The Recent Politicisation of Immigration in Poland in Light of Pre-Existing State Practices: Continuity or Change in the Understanding of Citizenship and Nationhood?
Citizenship
Migration
Policy Analysis
Education
Empirical
Abstract
Multiple and complex links exist between the notion of citizenship and the manner in which nation-states approach migration. Immigrants are non-citizens who nevertheless reside in a country alongside its citizens. Their very presence puts into question the presumed continuity between the state, its population, and its territory. Whereas the very idea of a nation-state supposes the existence of a strictly defined and limited group of citizens who constitute the nation and in whose name the state exercises control over a portion of land, migrants’ mobile lives render those assumptions problematic. It is hence not a surprise that many countries attempt to strictly control their migrant populations.
Poland, up to recently a country of emigration rather than immigration, seemed for a long time exempt from the debates and controversies this topic gives rise to in the rest of Europe. It is only since 2015 that the issue of immigration became politicized, as right-wing parties - and in particular the ruling Law and Justice (PiS) - made a virulent anti-immigration discourse part of their political offer. In this discourse the links between the treatment of immigration and the understandings of citizenship are clearly made, with citizenship defined as synonymous with belonging to an ethnically bounded nation. However, it is postulated in this paper that explicit political discourse is far from being the only source of such definitions.

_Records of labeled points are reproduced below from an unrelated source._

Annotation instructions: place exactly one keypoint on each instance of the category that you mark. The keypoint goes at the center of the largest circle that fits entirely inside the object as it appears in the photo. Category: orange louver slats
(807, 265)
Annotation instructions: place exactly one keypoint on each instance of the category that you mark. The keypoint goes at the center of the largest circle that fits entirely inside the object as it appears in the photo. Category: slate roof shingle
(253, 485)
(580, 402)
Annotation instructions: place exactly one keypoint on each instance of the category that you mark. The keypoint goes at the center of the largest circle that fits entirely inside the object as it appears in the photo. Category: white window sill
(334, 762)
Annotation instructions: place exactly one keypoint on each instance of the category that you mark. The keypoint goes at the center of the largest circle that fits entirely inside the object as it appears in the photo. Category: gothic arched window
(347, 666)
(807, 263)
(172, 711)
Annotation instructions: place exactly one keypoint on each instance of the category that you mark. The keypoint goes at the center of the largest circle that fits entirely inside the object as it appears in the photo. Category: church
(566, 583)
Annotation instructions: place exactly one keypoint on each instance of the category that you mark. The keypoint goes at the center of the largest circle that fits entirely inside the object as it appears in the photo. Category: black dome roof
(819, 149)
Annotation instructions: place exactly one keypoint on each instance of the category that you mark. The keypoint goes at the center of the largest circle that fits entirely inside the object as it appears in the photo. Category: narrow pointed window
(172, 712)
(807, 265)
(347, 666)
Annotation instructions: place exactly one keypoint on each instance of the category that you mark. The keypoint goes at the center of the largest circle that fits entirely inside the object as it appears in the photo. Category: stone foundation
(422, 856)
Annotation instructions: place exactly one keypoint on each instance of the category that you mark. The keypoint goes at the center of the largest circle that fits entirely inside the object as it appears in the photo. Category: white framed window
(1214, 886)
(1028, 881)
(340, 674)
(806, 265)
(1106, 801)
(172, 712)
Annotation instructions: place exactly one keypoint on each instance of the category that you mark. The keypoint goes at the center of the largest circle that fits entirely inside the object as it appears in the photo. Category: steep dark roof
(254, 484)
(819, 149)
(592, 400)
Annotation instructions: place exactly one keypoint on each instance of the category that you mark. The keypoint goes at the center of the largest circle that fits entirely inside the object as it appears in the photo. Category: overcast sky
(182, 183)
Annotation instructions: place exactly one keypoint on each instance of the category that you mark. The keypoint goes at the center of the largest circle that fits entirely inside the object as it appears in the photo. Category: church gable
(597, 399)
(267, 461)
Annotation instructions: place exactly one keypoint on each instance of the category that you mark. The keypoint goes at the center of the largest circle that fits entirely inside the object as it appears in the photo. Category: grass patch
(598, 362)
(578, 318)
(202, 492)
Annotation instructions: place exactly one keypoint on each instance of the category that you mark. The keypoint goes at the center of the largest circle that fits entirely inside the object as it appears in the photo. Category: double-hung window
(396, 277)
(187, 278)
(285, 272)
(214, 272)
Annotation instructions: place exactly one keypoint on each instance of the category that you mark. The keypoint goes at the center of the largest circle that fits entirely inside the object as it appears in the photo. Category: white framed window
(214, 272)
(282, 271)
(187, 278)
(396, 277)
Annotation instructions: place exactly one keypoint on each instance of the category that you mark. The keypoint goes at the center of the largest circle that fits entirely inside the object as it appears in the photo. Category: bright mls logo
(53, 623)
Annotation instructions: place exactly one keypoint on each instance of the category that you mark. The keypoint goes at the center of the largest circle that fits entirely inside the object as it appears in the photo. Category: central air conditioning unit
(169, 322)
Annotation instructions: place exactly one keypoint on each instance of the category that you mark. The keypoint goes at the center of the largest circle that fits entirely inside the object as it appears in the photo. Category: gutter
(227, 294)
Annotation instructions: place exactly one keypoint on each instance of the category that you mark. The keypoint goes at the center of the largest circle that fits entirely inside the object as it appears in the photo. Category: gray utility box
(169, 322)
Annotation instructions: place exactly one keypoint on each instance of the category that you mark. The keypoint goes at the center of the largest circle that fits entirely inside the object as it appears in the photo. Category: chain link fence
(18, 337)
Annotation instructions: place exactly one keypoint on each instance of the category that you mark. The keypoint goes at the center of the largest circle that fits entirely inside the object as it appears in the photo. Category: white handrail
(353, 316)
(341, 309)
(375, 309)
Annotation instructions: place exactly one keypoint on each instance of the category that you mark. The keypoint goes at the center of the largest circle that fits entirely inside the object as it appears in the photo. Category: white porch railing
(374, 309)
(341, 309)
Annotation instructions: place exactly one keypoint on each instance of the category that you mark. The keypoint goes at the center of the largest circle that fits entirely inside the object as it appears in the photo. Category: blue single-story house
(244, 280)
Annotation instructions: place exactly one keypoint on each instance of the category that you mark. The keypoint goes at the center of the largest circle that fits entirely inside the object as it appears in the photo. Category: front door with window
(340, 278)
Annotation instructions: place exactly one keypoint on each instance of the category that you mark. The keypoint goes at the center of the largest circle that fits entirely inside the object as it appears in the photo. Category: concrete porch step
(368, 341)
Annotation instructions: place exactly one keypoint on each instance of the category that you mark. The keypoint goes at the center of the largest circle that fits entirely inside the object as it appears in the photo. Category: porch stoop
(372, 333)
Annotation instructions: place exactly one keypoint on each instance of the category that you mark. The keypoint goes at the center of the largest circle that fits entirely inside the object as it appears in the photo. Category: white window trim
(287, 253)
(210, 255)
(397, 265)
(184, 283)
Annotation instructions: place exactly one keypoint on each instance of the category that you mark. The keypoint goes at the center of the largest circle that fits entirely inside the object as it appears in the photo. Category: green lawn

Rather, it is through the everyday actions of state agencies, including street-level bureaucracies, that conceptions of citizenship are produced and imposed. In particular, the selection of the “worthy” migrants who will be allowed to reside in a country and perhaps ultimately become citizens, is deeply rooted in interpretations of a nation’s boundaries, of proximity, and of otherness. Thus, it seems justified to ask whether the ideas of citizenship, nationhood, and immigration promoted today in Poland are truly new, or if they have roots in preexisting state practices. How do they relate the conceptions that have been implicitly guiding the actions of state officials before the topic even became a subject of public debate? What can the study of everyday practices tell us about the definitions of citizens and of “worthy” immigrants that were and are prevalent within Polish institutions?
In order to answer those questions, this paper is mainly based on a study of Polish street-level immigration services carried out in 2014, just before the issue of immigration became politicized. In particular, it draws on a case study conducted by means of participant observation and semi-structured interviews in an agency of this kind. The aim is to look at the mechanisms of inclusion, exclusion, and selection at work in the absence of a strong political discourse on the topic. This initial study is also put into perspective with a document analysis focusing on the current discourses around immigration in Poland, in order to explore the relations, continuities, and shifts that might exist between those two periods and two spheres.